His first solo release after 14 long years after playing around Nashville with relatively unknown acts such as Feable Weiner, The Comfies, The Nobility, Bravo Max and his own Soul/R&B project Magnolia Sons,
Get Thee Behind Me does more to distance itself from its Nashville roots than celebrate them. The title track itself sounds more at home in the middle of a My Morning Jacket record than the lead track of a record that looks, at least from the cover art, like it may contain more than a few folk-country bangers. Whining “Get Thee Behind Me” over almost orchestral arrangements the track seamlessly devolves into a sad piano outro that sounds like it could be taken from the Amélie soundtrack. It’s the second track, “The Queen”, where Benjamin’s influences truly shine. Pulling on lyrical tropes of the Kinks “Addicted to the service of the Queen/ Clap your hands if you know what I mean”, vocal expression of David Bowie and Elvis Costello, and a sort of irreverent retro pop rhythmic feel the track moves in and out of its own psychedelic freak out before ending almost prematurely and without any reasoning.

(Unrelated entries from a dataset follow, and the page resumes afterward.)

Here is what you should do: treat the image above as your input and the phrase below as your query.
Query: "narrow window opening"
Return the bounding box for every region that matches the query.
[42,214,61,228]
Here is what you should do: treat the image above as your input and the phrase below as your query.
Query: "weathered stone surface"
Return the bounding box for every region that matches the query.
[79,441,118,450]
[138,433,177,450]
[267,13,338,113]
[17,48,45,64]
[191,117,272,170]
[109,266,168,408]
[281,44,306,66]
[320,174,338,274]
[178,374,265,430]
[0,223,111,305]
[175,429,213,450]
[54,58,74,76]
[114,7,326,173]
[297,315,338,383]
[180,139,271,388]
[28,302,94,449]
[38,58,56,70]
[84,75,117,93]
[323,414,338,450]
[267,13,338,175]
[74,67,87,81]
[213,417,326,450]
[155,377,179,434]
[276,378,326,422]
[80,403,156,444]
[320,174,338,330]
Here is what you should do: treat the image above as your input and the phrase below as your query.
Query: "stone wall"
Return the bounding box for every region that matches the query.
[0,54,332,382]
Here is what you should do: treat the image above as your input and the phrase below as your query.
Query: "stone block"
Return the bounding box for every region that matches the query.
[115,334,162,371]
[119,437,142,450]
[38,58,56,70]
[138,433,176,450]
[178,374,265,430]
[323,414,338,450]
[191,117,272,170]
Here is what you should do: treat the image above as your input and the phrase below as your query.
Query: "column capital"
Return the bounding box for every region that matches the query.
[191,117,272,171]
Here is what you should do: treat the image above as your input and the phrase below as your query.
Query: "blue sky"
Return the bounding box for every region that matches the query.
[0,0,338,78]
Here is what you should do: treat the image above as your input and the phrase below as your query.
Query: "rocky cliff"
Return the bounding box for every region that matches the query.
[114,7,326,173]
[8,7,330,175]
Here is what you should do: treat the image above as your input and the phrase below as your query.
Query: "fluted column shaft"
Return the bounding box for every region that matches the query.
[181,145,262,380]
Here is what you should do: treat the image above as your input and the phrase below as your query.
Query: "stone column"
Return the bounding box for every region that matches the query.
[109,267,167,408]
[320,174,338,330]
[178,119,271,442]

The whole record takes this feel and experiments with it. Sometimes it works out; sometimes it seems a
little over-the-top. While songs like “Leave This Place Alone” does a great job of channeling its inner Elvis Costello and creates a contemporary take on the style. Tracks like “There Is No Curse” may reach a little too far and fall flat. Very clearly pulling on Abbey Road-era Beatles, this track is just trying too much at once – and while it is a very admirable attempt at the style it ends up leaving the listener wanting more, but ultimately knowing that the only way to get it is to actually listen to Abbey Road.
The old adage of reaching for the moon and landing among the stars applies aptly to Benjamin A. Harper
and his debut LP. Although, this collection of reworked demos he’s put together over the past decade or
so does read like an anthology of a very creative mind, the influences he’s pulling on do more to weigh
his music down than to offer a shoulder to stand upon – even if, at times, he does it so well.
Coincidentally, this applies equally to the Nashville scene itself. If only they were able to shake the
ghosts of the past, the talent is there to do something truly creative and masterful. Get Thee Behind Me might be the beginning of a wave of the Nashville-renaissance I’ve been waiting for, or it could just be another treasure left behind from when the last wave went back out to sea.